Professional Development (IDEAL)
IDEAL stands for Interdisciplinary Development, Education & Active Learning. In this class we work with prosthetic and orthotic students, physical therapy students, nutrition students, and several other students from the other health professions to learn about team-based care. This is the first part of the course (1 of 2) and it is pass/fail. We receive “full credit” once we complete the second part (2 of 2) in the spring. Some of our topics for the semester were behavior styles, communication, learning about the different health care professions, cultural considerations, and EHR. Additionally, we have lectures once per month to attend where we learn more in depth information about particular topics like DISC, professionalism, and health literacy. Most of the time in this class we just show up and participate and we get credit.
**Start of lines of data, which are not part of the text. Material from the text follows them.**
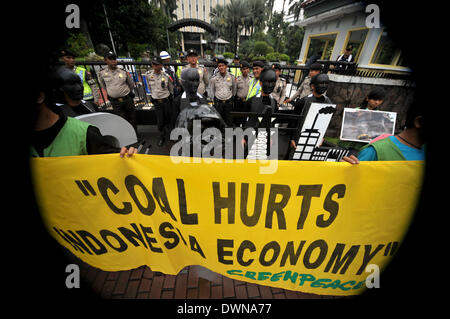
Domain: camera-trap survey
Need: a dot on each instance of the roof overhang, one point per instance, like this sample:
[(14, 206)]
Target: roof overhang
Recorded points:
[(332, 14)]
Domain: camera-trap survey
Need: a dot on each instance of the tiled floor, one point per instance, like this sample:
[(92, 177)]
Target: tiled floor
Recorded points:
[(143, 283)]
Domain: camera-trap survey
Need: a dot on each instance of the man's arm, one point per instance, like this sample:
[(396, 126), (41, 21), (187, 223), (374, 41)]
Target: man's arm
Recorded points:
[(96, 143)]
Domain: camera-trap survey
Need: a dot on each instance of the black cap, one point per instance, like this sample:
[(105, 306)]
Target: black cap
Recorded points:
[(244, 64), (156, 60), (222, 60), (110, 55), (316, 66), (276, 66), (258, 63), (192, 52), (67, 53)]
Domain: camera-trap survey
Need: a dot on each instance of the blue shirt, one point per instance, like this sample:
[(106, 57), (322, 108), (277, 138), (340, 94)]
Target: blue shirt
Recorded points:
[(410, 153)]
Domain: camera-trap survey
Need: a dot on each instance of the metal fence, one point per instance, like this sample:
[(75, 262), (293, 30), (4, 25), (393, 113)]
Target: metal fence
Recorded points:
[(293, 74)]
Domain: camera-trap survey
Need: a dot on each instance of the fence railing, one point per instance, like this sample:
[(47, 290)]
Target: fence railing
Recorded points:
[(293, 74)]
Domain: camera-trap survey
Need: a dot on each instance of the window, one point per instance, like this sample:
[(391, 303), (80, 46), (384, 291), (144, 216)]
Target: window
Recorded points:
[(387, 53), (356, 39), (322, 44)]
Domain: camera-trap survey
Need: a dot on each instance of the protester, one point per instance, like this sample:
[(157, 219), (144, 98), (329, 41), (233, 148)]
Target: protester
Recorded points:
[(373, 100), (68, 92), (319, 85), (55, 134), (408, 145)]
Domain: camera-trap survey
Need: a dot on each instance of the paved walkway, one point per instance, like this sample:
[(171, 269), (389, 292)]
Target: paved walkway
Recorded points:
[(143, 283)]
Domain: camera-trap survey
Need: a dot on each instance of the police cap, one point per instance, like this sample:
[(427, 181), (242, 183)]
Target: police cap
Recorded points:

There are only two extra requirements we have to do, which are a presentation on a health profession and an introduction to Epic (EHR software) online.


  1. Hi Paul, great article! It's extremely helpful to read about what a typical course load for a PA student is like, especially learning about the different topics covered in each 'block'. I'm applying to PA school next cycle and was wondering why you picked UTSW? Was there something about the program that stood out to you?

    1. Melissa,

      There are many things about UTSW's PA program that stick out including their low tuition cost, the reputation of the program (first time PANCE pass rate), the full cadaver dissection, PANCE preparation, the quality of the clinical rotation sites, quality facilities, incredible award winning faculty, 2 new university hospitals, UTSW specific scholarships for out of state students to receive in state tuition, and much more! This program is top notch for a reason.